Google Cloud expands AI deal with Thinking Machines Lab

Fri, 24th Apr 2026 (Today)

Google Cloud has signed an agreement with Thinking Machines Lab to expand the group's AI infrastructure on its platform. The deal extends Thinking Machines Lab's use of Google Cloud systems for model research, platform development and training.

Under the agreement, Thinking Machines Lab will use A4X Max virtual machines with NVIDIA GB300 GPUs through Google Cloud. The lab is among the first Google Cloud customers to use NVIDIA GB300 NVL72 through the service.

Early testing showed a twofold increase in training and serving speed compared with an earlier generation of GPUs. Thinking Machines Lab is also using Google Cloud's Jupiter network, designed to handle the rapid transfer of model weights used in reinforcement learning workloads.
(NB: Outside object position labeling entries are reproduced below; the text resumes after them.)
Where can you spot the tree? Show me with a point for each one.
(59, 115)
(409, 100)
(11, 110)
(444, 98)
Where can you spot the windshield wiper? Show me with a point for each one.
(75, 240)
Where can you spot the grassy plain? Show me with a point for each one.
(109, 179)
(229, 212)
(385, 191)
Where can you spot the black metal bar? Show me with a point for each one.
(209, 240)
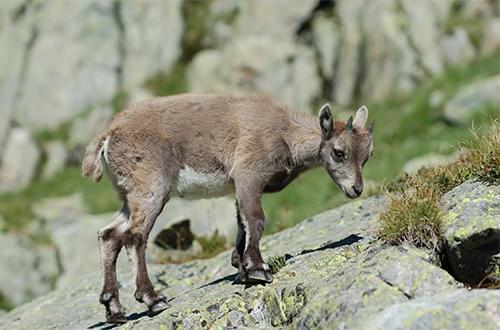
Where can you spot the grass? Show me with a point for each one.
(405, 127)
(16, 207)
(414, 214)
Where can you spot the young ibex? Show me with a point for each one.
(200, 146)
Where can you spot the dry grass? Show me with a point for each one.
(414, 214)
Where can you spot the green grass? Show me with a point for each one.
(414, 214)
(98, 198)
(405, 127)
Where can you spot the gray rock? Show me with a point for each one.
(152, 41)
(461, 310)
(59, 211)
(28, 269)
(19, 161)
(469, 99)
(258, 63)
(334, 275)
(424, 20)
(491, 37)
(278, 19)
(84, 128)
(56, 159)
(111, 47)
(457, 48)
(471, 230)
(70, 80)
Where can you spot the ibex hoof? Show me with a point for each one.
(259, 276)
(159, 306)
(116, 318)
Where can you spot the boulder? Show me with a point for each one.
(19, 161)
(331, 273)
(461, 310)
(80, 60)
(28, 269)
(457, 48)
(471, 229)
(57, 155)
(86, 127)
(112, 47)
(469, 99)
(151, 39)
(259, 64)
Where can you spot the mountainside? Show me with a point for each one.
(331, 273)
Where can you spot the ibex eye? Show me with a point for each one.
(339, 153)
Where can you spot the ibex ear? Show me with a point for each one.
(326, 121)
(361, 117)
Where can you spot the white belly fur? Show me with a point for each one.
(193, 184)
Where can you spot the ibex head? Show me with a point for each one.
(345, 149)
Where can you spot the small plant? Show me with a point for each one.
(276, 263)
(414, 214)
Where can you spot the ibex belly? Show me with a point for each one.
(192, 184)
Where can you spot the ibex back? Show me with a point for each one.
(200, 146)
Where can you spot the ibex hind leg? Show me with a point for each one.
(145, 206)
(110, 245)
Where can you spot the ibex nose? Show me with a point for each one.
(358, 188)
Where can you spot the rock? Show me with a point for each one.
(326, 39)
(28, 269)
(469, 99)
(471, 230)
(85, 128)
(457, 48)
(333, 274)
(206, 216)
(70, 80)
(491, 37)
(152, 39)
(279, 19)
(424, 20)
(56, 159)
(59, 211)
(429, 160)
(461, 309)
(258, 64)
(112, 47)
(19, 161)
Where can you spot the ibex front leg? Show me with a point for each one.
(252, 269)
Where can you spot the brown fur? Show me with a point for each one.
(156, 149)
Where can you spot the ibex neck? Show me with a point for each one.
(304, 140)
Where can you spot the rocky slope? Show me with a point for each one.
(335, 274)
(68, 65)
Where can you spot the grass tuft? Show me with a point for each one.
(414, 215)
(276, 263)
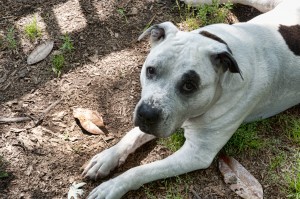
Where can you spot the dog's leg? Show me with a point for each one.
(197, 153)
(101, 164)
(261, 5)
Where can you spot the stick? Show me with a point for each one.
(45, 112)
(4, 120)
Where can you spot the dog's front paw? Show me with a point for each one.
(112, 189)
(102, 163)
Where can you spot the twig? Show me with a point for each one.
(195, 193)
(4, 120)
(45, 112)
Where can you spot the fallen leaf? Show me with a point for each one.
(239, 179)
(40, 52)
(75, 190)
(87, 114)
(89, 120)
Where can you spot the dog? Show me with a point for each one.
(208, 81)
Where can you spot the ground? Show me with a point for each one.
(43, 159)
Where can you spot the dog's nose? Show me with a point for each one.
(147, 114)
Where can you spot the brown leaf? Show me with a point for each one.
(239, 179)
(89, 120)
(40, 53)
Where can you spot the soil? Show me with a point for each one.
(43, 159)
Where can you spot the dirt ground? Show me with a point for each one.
(102, 74)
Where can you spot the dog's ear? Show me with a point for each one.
(159, 32)
(225, 60)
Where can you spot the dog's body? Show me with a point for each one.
(208, 81)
The expanded arrangement builds on a relationship that began in 2025. It also gives Thinking Machines Lab broader access to Google Cloud services including Google Kubernetes Engine, Spanner, Cluster Director, Cloud Storage and Anywhere Cache.

Infrastructure stack

Thinking Machines Lab is using those services to support both frontier model development and Tinker, its fine-tuning product. It combines Cloud Storage, Spanner for transactional metadata and a custom node-level caching system so training can continue while production workloads are served at global scale.
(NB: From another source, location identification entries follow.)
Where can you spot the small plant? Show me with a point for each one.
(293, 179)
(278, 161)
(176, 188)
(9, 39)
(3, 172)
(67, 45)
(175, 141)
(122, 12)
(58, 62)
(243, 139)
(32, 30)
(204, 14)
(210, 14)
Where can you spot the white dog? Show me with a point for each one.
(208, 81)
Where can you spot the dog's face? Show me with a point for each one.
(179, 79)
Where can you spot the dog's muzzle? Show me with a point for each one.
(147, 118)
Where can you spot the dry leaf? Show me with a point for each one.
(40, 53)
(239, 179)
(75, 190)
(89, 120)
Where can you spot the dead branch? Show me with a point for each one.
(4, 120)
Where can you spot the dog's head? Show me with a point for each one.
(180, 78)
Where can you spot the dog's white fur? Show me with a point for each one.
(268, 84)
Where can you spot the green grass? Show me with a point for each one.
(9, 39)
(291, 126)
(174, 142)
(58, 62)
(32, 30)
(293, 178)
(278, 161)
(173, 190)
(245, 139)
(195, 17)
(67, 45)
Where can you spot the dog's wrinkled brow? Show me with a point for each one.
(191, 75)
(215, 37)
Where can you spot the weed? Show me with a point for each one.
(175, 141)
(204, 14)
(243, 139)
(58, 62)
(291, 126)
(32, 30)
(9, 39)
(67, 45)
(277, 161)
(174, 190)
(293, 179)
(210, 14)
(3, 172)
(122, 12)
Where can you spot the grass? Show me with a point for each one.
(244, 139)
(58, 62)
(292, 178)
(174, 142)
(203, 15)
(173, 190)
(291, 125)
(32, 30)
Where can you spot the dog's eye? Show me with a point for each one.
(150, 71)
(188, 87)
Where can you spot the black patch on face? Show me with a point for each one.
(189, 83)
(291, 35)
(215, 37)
The agreement reflects growing demand among AI research groups for larger clusters and tighter integration between computing, storage and networking. As models grow larger and reinforcement learning workloads become more demanding, access to infrastructure is becoming a bigger competitive factor for companies building and testing advanced systems.

Google Cloud has been expanding its AI infrastructure offering as cloud providers compete to attract model developers and AI start-ups. NVIDIA's latest Blackwell-based systems have become a focal point in that contest, with cloud providers seeking to secure supply and make the hardware available through managed services.

Thinking Machines Lab's use of Google Cloud also shows how AI developers are relying on a mix of general cloud services and specialised hardware rather than standalone computing clusters. Orchestration, metadata management, storage and automated fault handling are now central parts of model training environments.

"By leveraging A4X Max and the AI Hypercomputer integrated stack, Google Cloud got us running at record speed with the reliability we demand," said Myle Ott, founding researcher at Thinking Machines Lab.

"This seamless integration of high-performance compute, fast storage, GKE orchestration and automated remediation via Cluster Director has allowed us to focus on the unique aspects of the stack like Tinker and reinforcement learning," Ott said.

Platform push

Google Cloud said the agreement reflects a broader effort to support AI companies with infrastructure built around its AI Hypercomputer offering, which combines hardware, software and operational tools for large-scale training and inference workloads.

Mark Lohmeyer, vice president and general manager of AI and computing infrastructure at Google Cloud, said the company sees Thinking Machines Lab producing research and products that could help organisations use AI more effectively.

"The team at Thinking Machines Lab is generating very exciting research and product offerings that will help organizations more effectively utilize AI," said Mark Lohmeyer, vice president and general manager of AI and computing infrastructure at Google Cloud.

"Through this new agreement, and our deep partnership with NVIDIA, we'll help Thinking Machines accelerate even further using Google Cloud's AI Hypercomputer, which brings together purpose-built hardware, open software and flexible consumption models in an optimized architecture," added Lohmeyer.

NVIDIA also framed the deal as part of a wider shift toward system-level tuning as AI workloads increase in scale and complexity.

"As model sizes grow and reinforcement learning workflows become more complex, system-level optimization becomes critical," said Ian Buck, vice president and general manager of hyperscale and HPC at NVIDIA.

"NVIDIA GB300 NVL72 provides the performance leap and interconnect bandwidth needed to reduce bottlenecks and improve goodput. Running on Google Cloud's integrated AI stack, these advancements strengthen the platform, making it faster and smarter, so TML can extend and build on what the world's researchers are creating with NVIDIA," added Buck.